佐藤 もう一つの主力事業であるマイクロデバイスとは、どんな用途のものですか。

村上 主にアナログ半導体です。無線・通信のワイヤレスコミュニケーションには、アナログ半導体が不可欠です。半導体にはデジタル半導体とアナログ半導体があり、前者は電子信号を処理するものですが、後者はセンサーで取り込んだ音や光、温度などのアナログ信号をデジタルに変換する半導体です。この世界はアナログですから、リアルとつながるには、アナログ半導体が不可欠です。私どもはその設計から製造までを手がけています。

佐藤 なるほど、センサーを支える技術なのですね。

村上 数多くの事業があって、何をやっているかわからないけれども、事業がバラバラにあるわけではないんですよ(笑)。

佐藤 確かにこの分野は、これから大きな需要が見込まれますね。

村上 もっとも自動運転へとすぐに切り替わるわけでもありません。当面、センサーは環境軸で事業を展開していきます。

佐藤 環境軸というのは何ですか。

村上 主に防災・減災ですね。今年も台風や線状降水帯による洪水などの水害が起きています。よくテレビで映像が流れますけれども、大きな川には国土交通省が監視カメラを設置し、情報が取れている。でも小さな川は、同じように氾濫する危険があり、実際に洪水も起きていますが、情報がない。私どもがいま行っているのは、小さな川の上にドローンを飛ばし、さまざまなデータを集めて、どこへ避難すればいいかをお知らせする仕組み作りです。
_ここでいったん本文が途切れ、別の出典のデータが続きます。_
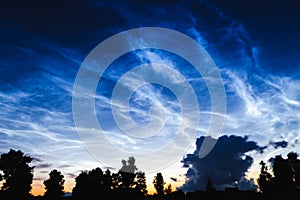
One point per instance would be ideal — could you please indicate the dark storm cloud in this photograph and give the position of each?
(173, 179)
(226, 164)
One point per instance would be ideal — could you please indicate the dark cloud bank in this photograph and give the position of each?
(226, 164)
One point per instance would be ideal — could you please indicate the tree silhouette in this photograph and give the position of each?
(91, 183)
(295, 166)
(54, 185)
(283, 175)
(159, 183)
(265, 178)
(127, 173)
(140, 183)
(168, 189)
(107, 181)
(17, 174)
(81, 189)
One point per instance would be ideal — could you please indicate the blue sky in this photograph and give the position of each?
(43, 45)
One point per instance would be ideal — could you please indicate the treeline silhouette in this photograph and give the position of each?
(282, 182)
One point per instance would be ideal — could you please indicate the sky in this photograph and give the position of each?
(53, 92)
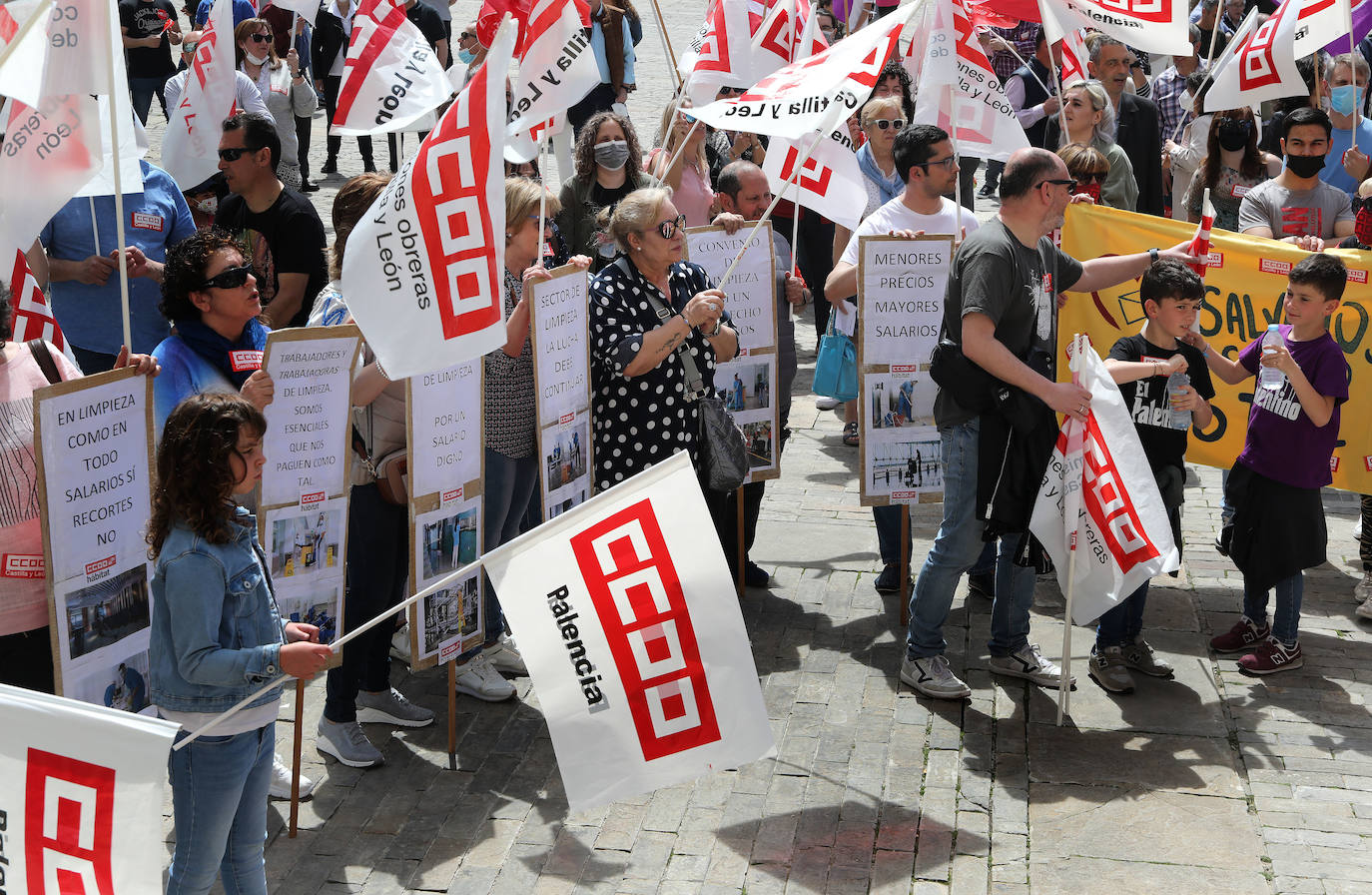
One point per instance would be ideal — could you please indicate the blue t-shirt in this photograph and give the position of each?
(1284, 444)
(1341, 142)
(91, 316)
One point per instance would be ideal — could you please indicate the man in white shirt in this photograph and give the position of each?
(927, 162)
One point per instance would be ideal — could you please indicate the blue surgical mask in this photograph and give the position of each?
(1345, 99)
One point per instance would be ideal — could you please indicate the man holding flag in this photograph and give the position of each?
(999, 312)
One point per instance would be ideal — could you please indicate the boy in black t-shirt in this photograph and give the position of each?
(1170, 294)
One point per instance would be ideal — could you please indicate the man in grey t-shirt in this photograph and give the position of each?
(1297, 206)
(1001, 301)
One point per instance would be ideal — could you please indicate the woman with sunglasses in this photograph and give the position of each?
(1085, 107)
(1232, 166)
(210, 297)
(1088, 166)
(689, 172)
(285, 90)
(648, 309)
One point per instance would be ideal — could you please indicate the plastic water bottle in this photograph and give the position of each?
(1271, 378)
(1176, 385)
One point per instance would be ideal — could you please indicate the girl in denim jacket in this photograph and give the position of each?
(217, 637)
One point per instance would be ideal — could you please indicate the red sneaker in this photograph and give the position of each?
(1272, 656)
(1243, 637)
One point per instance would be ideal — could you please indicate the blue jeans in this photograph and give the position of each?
(957, 548)
(509, 484)
(1286, 620)
(219, 803)
(1123, 620)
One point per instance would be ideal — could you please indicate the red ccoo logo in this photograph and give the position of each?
(633, 582)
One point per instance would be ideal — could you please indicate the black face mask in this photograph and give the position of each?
(1233, 136)
(1305, 165)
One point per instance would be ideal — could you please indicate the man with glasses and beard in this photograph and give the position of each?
(999, 312)
(279, 230)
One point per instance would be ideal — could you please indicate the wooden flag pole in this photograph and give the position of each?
(296, 758)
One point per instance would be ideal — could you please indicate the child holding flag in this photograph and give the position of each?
(1140, 364)
(1277, 526)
佐藤 災害時は無線が大活躍しますからね。私は小学生から中学生にかけてアマチュア無線をやっていましたが、通信内容は趣味の範囲に限定されています。ただ、災害時においては、非常通信として災害情報や救助救援の情報のやり取りができる。

村上 私どもはドローンが安全運航できる仕組みを作り、すでに実証実験も終わっています。
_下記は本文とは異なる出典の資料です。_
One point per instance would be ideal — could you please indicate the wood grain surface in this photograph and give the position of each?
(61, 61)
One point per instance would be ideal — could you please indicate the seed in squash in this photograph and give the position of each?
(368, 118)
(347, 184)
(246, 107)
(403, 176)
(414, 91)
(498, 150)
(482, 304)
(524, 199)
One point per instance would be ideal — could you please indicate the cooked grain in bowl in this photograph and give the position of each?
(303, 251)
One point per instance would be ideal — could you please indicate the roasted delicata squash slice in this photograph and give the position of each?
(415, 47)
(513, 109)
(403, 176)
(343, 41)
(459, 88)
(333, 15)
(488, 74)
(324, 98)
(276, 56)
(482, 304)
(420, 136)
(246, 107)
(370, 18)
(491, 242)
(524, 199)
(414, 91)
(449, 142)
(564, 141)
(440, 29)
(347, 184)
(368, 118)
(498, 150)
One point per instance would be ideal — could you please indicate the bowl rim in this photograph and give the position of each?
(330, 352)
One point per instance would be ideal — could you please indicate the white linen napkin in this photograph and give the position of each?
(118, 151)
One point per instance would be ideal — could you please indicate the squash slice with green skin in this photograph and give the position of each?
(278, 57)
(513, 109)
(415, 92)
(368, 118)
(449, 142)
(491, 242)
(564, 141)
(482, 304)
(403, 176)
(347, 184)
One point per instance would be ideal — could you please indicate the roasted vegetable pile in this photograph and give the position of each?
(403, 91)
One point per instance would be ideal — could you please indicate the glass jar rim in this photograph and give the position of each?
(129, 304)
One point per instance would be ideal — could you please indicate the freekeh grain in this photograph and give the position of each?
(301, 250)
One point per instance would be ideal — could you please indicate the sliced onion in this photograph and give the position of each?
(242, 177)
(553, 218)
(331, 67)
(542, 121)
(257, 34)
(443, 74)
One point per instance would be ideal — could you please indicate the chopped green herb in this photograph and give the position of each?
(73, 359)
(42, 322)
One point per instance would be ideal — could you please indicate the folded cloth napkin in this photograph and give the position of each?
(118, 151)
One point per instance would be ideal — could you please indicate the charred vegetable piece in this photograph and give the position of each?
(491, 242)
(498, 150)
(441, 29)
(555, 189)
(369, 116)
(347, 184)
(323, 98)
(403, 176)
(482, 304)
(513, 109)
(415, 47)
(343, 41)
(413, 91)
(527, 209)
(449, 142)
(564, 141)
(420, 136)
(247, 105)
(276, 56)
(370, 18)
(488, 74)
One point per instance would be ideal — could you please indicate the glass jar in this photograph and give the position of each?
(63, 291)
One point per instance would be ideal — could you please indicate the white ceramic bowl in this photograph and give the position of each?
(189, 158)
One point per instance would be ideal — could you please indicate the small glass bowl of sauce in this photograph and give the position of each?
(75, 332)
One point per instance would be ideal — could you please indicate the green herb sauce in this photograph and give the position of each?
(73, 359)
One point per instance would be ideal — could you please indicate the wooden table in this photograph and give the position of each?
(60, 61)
佐藤 もともと無線・通信事業にはどんな淵源があるのですか。

村上 傘下に日本無線という会社があります。創設者の木村駿吉は日露戦争の日本海海戦で使われた三六式無線電信機を開発した人物です。この会社は日本最初の船舶用GPS受信機や、世界初のカーナビ向け車載用GPS受信機も開発しています。日清紡は同社へ1955年から経営陣を派遣し、2010年に子会社化しました。

佐藤 これも非常に歴史ある会社なのですね。

村上 この分野では、船の自律航行も手がけています。クラウド上へ電子海図と各地の気象レーダーから得た気象、海象情報をあげて、安全かつ省エネとなる最適な航路を導き出し、船に伝える。大型船ならどこかへ行って帰ると、何千万円といった費用がかかりますから、それが軽減できる。

佐藤 ひょっとして、気象レーダーも手がけられているのですか。

村上 日本で気象レーダーを最初に開発したのは、この会社です。

佐藤 では日本各地にある気象レーダーも日本無線製なのですか。

村上 そうです。ただ運営しているのは気象庁です。そこから得たデータを「J-マリンクラウド」と呼んでいるクラウド上にまとめて、航路を解析し、船に送るわけです。

佐藤 船の自律航行は自動車の自動運転より早くできそうですが、これはいつくらいに実現しそうですか。

村上 2025年に実証実験を行うことになっています。社会実装できるのは、それから1年か2年か、もう少しかかるかもしれませんね。